LegalCrystal Citation
SubjectFamily;Property
CourtAllahabad
Decided On
Judge
Reported in(1913)ILR35All548
AppellantBadri Prasad
RespondentKailashi Kunwar
Excerpt:
act (local) no. iii of 1901 (united provinces land revenue act), sections 107, 111 and 112 - partition--joint hindu family--hindu widow--claim for partition by widow in possession in lieu of maintenance merely, though recorded, solatii causâ, as a co-sharer. - .....in possession in lieu of her maintenance by her husband's brother, and in view of this finding the learned judge held that kailashi kunwar was not entitled to claim partition.2. in our opinion this view of the learned judge is correct. kailashi kunwar, although recorded as a co-sharer, could not claim partition unless it could be proved that she was in fact a co-sharer. this is manifest, as the learned judge points out, from the provisions of sections 111 and 112 of the act. as we have stated above the learned judge has found that kailashi kunwar was in possession, not as a co-sharer but in lieu of her maintenance. this being so, she was not a co-sharer and was not therefore entitled to claim partition. this was held in bhoop singh v. phool kower (1807) n.w.p., h.c. rep., 868 and the.....
Judgment:

Henry Richards, Kt. C.J. and Pramada Charan Banerji, J.

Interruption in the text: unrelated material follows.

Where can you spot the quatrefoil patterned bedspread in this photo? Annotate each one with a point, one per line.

1. An application for partition was made to the Revenue Court by Lalta Prasad and others. A proclamation was issued as required by Section 110 of the Land Revenue Act, and on the date fixed in the proclamation the appellant, Musammat Kailashi Kunwar, made an application praying that a four annas share, of which she was in possession and in respect of which her name was recorded, should be formed into a separate mahal. This application was opposed by the respondent, Badri Prasad, who contended that Musammat Kailashi Kunwar was not a co-sharer entitled to partition, but was merely in possession in lieu of maintenance. The court of first instance (the Assistant Collector) determined the question of Kailashi Kunwar's right to obtain partition and decided in her favour. On appeal from its decision, the learned District Judge found that Kailashi Kunwar's possession was not as a co-sharer, that is, as a Hindu widow who had succeeded to the separate estate of her husband, but that under a compromise she had been put in possession in lieu of her maintenance by her husband's brother, and in view of this finding the learned Judge held that Kailashi Kunwar was not entitled to claim partition.

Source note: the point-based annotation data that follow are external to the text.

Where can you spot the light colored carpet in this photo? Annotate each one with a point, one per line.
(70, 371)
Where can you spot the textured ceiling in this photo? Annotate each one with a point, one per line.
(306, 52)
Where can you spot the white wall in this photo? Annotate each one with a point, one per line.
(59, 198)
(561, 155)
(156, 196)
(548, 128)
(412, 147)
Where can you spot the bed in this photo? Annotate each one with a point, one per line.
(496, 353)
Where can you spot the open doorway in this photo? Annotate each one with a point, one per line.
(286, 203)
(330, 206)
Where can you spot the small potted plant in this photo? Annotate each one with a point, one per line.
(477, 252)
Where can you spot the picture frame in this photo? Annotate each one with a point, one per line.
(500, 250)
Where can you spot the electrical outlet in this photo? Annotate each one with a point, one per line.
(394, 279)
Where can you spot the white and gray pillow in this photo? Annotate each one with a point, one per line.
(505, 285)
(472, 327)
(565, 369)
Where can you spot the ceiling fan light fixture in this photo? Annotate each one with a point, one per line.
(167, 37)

2. In our opinion this view of the learned Judge is correct. Kailashi Kunwar, although recorded as a co-sharer, could not claim partition unless it could be proved that she was in fact a co-sharer. This is manifest, as the learned Judge points out, from the provisions of Sections 111 and 112 of the Act. As we have stated above the learned Judge has found that Kailashi Kunwar was in possession, not as a co-sharer but in lieu of her maintenance. This being so, she was not a co-sharer and was not therefore entitled to claim partition. This was held in Bhoop Singh v. Phool Kower (1807) N.W.P., H.C. Rep., 868 and the same view was affirmed in Jhunna Kuar v. Chain Singh (1881) I.L.R., 3All., 400.

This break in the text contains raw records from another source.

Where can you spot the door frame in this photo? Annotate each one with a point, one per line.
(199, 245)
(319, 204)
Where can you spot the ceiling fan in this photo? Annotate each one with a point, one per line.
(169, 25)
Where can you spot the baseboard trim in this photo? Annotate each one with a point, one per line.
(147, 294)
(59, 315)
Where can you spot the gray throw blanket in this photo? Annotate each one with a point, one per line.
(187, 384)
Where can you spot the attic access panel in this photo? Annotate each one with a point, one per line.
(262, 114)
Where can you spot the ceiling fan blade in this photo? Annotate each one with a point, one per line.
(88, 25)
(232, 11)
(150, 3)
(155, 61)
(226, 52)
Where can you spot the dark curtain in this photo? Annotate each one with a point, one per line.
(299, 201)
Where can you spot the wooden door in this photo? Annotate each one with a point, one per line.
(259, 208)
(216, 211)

3. It is next contended that the respondent's objection was time-barred. This contention is also incorrect. The application of Kailashi Kunwar was under Clause (2) of Section 110, and, as it was filed on the date fixed in the proclamation and not before the date fixed, it must be deemed to be a first application for partition, and as apparently no fresh proclamation was issued the respondent could come in with his objection and the court was entitled to adjudicate upon it. On this point we may refer to the case of Khasay v. Jugla (1906) I.L.R. 28 All., 482.

4. The appeal fails and is dismissed with costs.